Sunday, August 13, 2017

THE TRUE PERCEPTION




SWAMIJI'S TIME - J.K. SIVAN

THE TRUE PERCEPTION

I remember a story told by Prof. Max Müller. It is an old Greek story.

A Brahmin visited Socrates in Athens. They were talking.
"What is the highest knowledge?" asked the Brahmin
"To know man is the end and aim of all knowledge." -Socrates.
"But how can you know man without knowing God?" asked the Brahmin.

The Greek side is represented by modern Europe,and insisted upon the knowledge of man; the Indian side, mostly represented by the old religions of the world, insisted upon the knowledge of God.

One sees God in nature, and the other sees nature in God.
To us, at the present time, perhaps, has been given the privilege of standing aside from both these aspects, and taking an impartial view of the whole. This is a fact that variation exists, and so it must, if life is to be. This is also a fact that in and through these variations unity must be perceived. This is a fact that God is perceived in nature. But it is also a fact that nature is perceived in God.
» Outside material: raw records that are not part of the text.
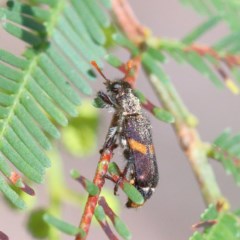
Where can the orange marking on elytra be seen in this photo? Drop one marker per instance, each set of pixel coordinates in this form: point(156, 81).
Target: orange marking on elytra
point(151, 149)
point(14, 177)
point(135, 145)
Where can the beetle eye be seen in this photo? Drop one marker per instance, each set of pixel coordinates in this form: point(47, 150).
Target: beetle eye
point(116, 87)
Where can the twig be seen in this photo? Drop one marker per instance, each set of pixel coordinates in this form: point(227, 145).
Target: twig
point(99, 181)
point(184, 125)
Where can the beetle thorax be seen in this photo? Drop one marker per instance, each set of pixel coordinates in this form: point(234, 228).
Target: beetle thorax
point(128, 102)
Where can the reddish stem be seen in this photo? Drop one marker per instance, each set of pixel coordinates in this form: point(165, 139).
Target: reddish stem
point(92, 201)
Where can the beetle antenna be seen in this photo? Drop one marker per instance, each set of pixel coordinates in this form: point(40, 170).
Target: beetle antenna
point(95, 65)
point(129, 67)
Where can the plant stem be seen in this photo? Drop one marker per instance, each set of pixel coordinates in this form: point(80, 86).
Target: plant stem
point(185, 124)
point(191, 143)
point(92, 201)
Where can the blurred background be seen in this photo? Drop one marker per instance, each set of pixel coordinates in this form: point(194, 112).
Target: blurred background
point(177, 202)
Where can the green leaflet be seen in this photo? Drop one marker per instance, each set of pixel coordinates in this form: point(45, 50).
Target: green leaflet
point(37, 90)
point(62, 225)
point(225, 227)
point(226, 149)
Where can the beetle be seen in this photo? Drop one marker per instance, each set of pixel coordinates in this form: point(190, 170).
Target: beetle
point(133, 131)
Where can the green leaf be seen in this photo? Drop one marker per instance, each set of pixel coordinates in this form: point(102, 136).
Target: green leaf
point(154, 68)
point(163, 115)
point(121, 228)
point(125, 42)
point(228, 11)
point(226, 226)
point(90, 187)
point(80, 137)
point(63, 226)
point(226, 149)
point(38, 89)
point(35, 220)
point(99, 213)
point(113, 60)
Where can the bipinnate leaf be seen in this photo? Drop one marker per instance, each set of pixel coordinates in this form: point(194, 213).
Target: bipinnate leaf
point(39, 90)
point(36, 225)
point(226, 149)
point(89, 186)
point(225, 226)
point(62, 225)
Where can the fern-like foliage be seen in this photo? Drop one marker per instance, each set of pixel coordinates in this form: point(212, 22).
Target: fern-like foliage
point(226, 149)
point(218, 226)
point(226, 10)
point(38, 89)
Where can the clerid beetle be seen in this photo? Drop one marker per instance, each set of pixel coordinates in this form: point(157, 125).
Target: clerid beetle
point(132, 130)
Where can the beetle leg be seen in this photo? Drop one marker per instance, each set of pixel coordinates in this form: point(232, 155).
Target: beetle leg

The knowledge of man is the highest knowledge, and only by knowing man, can we know God. This is also a fact that the knowledge of God is the highest knowledge, and knowing God alone we can know man. Apparently contradictory though these statements may appear, they are the necessity of human nature. The whole universe is a play of unity in variety, and of variety in unity. The whole universe is a play of differentiation and oneness; the whole universe is a play of the finite in the Infinite. We cannot take one without granting the other. But we cannot take them both as facts of the same perception, as facts of the same experience; yet in this way it will always go on.